2
votes

I am trying to perform a two-class classification using SVM in MATLAB. The two classes are 'Normal' and 'Infected' for classifying cell images into Normal or Infected respectively.

I use a training set which consists of 1000 Normal cell images and 300 Infected cell images. I extract 72 features from each of these cells. So my training feature set matrix is 72x1300 where each row represents a features and each column represents the corresponding feature value measured from the corresponding image.
data: 72x1300 double

My class label vector is initialized as:

cellLabel(1:1000) = {'normal'};
cellLabel(1001:1300) = {'infected'};

As suusgested in these links: http://www.csie.ntu.edu.tw/~cjlin/papers/guide/guide.pdf and svm scaling input values, I set about scaling the feature values doing this:

for i=1:1:size(data,1)
mu(i) = mean(data(:,i));
sd(i) = std(data(:,i));
scaledData(:,i) = (data(:,i) - mu(i))./sd(i);
end

For testing, I read a test image and compute a 72x1 feature vector. Before I classify, I scale the test vector using the corresponding mean and standard deviation values from the `data' and then classify. If I do this, I am getting a 0% training accuracy. However, if I scale each from each class separately and concatenate, I am getting a 98% training accuracy. Can someone explain if my method is correct? For training accuracy, I knew what image I was using and hence read the mean and SD value. How should I do it for a case where the image's label is unknown?

This is how I train:

[idx,z] = rankfeatures(data,cellLabel,'Criterion','wilcoxon','NUMBER',7);
rnkData = data(idx,:);
rnkData = rnkData';
cellLabel = cellLabel';
SVMModel = fitcsvm(rnkData,cellLabel,'Standardize',true,'KernelFunction','RBF','KernelScale','auto');

You can see I tried using the in-built scaling property but the classification tends to show 'normal' class irrespective of the input.

1
In the latest SVM implementation in MATLAB it is the default of the build-in functions to scale the inputAdriaan
Can you post a snippet of how you're doing the training?Andrzej Pronobis

1 Answers

0
votes

corresponding mean and standard deviation values

What do you mean by that? Do you have mean and std. dev. for each feature? Why not using actual min/max than?

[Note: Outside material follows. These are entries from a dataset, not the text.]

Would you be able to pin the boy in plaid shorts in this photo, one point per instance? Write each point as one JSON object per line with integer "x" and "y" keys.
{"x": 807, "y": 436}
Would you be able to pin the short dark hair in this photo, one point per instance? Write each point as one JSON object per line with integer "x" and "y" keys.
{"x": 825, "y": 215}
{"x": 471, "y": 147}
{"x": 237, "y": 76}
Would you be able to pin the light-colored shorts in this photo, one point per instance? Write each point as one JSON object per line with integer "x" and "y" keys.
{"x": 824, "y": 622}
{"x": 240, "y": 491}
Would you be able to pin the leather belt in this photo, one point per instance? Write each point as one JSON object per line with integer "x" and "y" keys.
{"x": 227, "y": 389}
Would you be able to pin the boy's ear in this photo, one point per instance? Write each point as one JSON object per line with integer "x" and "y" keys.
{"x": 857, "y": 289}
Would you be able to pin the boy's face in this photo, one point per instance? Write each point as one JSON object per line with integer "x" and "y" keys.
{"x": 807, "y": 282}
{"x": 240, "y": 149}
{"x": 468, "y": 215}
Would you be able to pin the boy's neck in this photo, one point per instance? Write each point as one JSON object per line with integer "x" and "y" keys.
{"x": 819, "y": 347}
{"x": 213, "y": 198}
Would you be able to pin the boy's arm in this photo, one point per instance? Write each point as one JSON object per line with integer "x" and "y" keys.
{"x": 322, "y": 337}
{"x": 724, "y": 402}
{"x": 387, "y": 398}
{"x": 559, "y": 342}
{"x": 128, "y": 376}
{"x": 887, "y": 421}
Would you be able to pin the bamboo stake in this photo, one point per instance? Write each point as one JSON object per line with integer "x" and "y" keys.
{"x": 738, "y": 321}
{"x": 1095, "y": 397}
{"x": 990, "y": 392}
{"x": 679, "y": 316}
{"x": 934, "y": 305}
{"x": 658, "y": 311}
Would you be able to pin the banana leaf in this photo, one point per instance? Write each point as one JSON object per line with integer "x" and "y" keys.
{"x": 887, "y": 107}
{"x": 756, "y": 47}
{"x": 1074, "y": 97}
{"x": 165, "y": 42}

I'm not sure how feasible is this to implement in Matlab, but in my OpenCV/SVM code I store all min/max values from the training data for each feature and use these min/max values to scale the test data of a corresponding feature.

If the value of test-data is often outside the range of min/max from training data, this is a strong hint of insufficient amount of training data. Using mean and std. dev. values you won't detect this so explicitly.